The Thibetans, who belong ethnographically, to the Mongolian race, had the like custom of regaling themselves upon their defunct ancestors; and Rubruquis adds that they used also skulls as cups from which they drank. With these people tradition reaches back to the first century before Christ, at which time the country was divided into numerous small kingdoms. In the first century after Christ, fifty-three of these kingdoms became tributary to the dragon throne of China; a prince of India united the others on the Yarlung River into one state, and Thibet became a Chinese province.
The Paramahausans of Hindostan, says Bucke, ate the putrid bodies which they found floating down the Ganges, and that they esteemed the brain the most exquisite of all food; many of them have been seen near Benares, repellant as is the language, feasting upon dead bodies.
Solinus relates that the Derbices so far forgot their filial relation that, having slain their fathers ate them, and regarded the act in the light of a solemn duty. When a certain monarch of India enquired of the Greeks what reward would induce them to follow such an unnatural example, replied, “No recompense under heaven.” The bare suggestion was not only an impiety, but it fairly sickened them to think of consuming those to whom they were indebted for life. Later, when the Indian king was advised by the more humane Greek to cinerate their dead, he in turn rebelled against such an unholy suggestion.
The religious doctrine that the soul outlives the body, continuing in ghostly shape to visit the living, and retaining a certain connection with the mortal remains it once inhabited, has evidently led many to propitiate an honored and dreaded spirit by respectful disposal of the corpse. Taking this combination of causes into consideration, it is readily understood why aversion to cannibalism as a rule must have been established at a very early period, and it is well to consider what causes have from time to time led to its adoption. The principal of these have been the pressure of famine, the fury of hatred, and sometimes even a morbid kindness, with certain motives of magic and religion; to which must be added the strong tendency to cannibalism, when once started in any of these ways, to develop a confirmed appetite which subsequently is indulged for its own sake.

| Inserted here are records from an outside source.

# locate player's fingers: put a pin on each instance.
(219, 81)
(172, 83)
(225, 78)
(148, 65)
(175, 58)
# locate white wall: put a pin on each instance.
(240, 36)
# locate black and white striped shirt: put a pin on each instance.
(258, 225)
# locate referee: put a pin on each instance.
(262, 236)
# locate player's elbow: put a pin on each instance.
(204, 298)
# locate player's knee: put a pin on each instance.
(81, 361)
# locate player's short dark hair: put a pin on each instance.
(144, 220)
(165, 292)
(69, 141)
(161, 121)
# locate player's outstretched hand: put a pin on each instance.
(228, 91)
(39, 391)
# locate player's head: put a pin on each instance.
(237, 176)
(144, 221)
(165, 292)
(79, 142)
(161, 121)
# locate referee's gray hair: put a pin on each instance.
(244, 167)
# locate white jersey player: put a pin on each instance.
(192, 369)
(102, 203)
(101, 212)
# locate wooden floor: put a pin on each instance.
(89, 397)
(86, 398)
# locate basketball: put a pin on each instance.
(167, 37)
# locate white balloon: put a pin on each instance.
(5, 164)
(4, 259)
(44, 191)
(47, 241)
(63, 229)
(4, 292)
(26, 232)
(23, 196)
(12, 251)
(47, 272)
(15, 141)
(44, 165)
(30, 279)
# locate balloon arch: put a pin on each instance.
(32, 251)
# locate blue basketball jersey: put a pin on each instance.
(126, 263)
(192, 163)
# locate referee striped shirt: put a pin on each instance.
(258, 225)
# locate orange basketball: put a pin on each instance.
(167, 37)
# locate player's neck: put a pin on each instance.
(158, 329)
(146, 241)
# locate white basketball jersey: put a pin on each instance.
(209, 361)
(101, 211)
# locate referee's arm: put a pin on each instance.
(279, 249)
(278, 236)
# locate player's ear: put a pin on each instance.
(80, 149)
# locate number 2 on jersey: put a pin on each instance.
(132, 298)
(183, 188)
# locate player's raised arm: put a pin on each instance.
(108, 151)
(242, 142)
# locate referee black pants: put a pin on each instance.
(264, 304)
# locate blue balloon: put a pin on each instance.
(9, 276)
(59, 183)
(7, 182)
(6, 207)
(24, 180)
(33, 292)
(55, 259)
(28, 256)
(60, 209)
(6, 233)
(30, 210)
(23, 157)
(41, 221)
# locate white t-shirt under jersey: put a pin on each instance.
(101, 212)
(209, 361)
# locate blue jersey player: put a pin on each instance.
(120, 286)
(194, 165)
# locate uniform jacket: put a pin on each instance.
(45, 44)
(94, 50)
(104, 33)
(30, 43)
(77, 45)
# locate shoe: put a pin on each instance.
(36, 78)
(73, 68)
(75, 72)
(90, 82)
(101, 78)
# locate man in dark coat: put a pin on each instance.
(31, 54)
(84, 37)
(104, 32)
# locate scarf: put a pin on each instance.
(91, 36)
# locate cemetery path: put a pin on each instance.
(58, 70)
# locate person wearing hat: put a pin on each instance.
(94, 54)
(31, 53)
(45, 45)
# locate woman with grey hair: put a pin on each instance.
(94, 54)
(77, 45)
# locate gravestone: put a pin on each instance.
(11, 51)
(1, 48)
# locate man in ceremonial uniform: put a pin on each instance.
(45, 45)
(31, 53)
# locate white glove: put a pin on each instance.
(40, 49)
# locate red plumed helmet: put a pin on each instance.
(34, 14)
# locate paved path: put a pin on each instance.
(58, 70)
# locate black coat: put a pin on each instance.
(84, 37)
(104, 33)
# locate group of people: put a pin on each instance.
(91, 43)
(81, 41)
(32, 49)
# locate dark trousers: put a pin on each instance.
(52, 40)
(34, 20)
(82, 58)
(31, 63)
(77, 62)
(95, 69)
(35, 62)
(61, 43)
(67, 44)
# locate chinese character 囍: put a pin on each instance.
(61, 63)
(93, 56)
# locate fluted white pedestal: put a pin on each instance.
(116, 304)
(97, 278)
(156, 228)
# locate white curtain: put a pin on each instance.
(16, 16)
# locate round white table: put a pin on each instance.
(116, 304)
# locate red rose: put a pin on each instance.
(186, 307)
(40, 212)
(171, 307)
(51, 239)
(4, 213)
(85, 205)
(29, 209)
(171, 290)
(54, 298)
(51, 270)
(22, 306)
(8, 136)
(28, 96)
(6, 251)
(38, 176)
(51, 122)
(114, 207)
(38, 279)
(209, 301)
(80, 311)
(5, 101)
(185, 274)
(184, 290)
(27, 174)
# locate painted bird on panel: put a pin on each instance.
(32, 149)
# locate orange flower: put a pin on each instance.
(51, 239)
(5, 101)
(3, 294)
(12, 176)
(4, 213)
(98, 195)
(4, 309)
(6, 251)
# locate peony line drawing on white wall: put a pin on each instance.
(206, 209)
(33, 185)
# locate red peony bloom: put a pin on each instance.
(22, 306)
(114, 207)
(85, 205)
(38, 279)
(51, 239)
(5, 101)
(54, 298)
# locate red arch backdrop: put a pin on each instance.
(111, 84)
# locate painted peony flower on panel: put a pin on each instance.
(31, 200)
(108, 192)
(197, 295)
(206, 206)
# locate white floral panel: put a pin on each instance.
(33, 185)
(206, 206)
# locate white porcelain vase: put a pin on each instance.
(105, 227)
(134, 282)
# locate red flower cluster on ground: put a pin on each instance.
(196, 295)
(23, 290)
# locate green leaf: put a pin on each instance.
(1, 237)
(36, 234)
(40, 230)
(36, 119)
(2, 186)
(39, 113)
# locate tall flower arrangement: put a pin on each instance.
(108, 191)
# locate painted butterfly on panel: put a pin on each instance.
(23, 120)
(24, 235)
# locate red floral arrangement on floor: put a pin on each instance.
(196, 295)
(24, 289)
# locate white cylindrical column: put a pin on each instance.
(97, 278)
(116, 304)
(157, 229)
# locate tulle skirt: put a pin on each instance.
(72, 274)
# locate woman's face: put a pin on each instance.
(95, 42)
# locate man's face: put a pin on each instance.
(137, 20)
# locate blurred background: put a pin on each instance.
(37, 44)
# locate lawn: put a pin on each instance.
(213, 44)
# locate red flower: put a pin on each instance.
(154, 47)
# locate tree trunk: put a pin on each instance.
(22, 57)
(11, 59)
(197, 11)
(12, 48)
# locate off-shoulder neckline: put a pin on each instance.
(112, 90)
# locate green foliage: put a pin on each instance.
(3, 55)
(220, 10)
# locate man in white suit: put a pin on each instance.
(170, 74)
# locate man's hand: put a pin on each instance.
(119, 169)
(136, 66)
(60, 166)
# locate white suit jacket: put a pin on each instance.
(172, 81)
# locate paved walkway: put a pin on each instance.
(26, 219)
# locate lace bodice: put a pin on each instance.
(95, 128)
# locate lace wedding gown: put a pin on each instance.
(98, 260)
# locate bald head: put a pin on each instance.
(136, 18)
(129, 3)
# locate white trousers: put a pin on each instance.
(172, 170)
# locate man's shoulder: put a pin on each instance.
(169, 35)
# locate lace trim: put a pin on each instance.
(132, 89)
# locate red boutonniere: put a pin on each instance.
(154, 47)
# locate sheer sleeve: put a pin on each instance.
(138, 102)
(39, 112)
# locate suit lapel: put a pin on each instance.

Pass we now to Europe and other countries where the same customs have existed as were practiced by the peoples named.
The records of shipwrecks and sieges prove that famine will sometimes overcome the horrors of cannibalism among men of the higher nations. During the great famine which smote the city of Moscow with such severity, it was estimated that no less than half a million of human beings died from hunger. Along the most public of the streets as well as in the narrow lanes-where lived the poor, multitudes fell down dying with no friendly person near them, and others too much exhausted to take the few crumbs proffered. Children sold their aged parents for such food as they could purchase, and as in many prolonged sieges parents were compelled to partake of their own children after famine had wrought in them its dreadful work.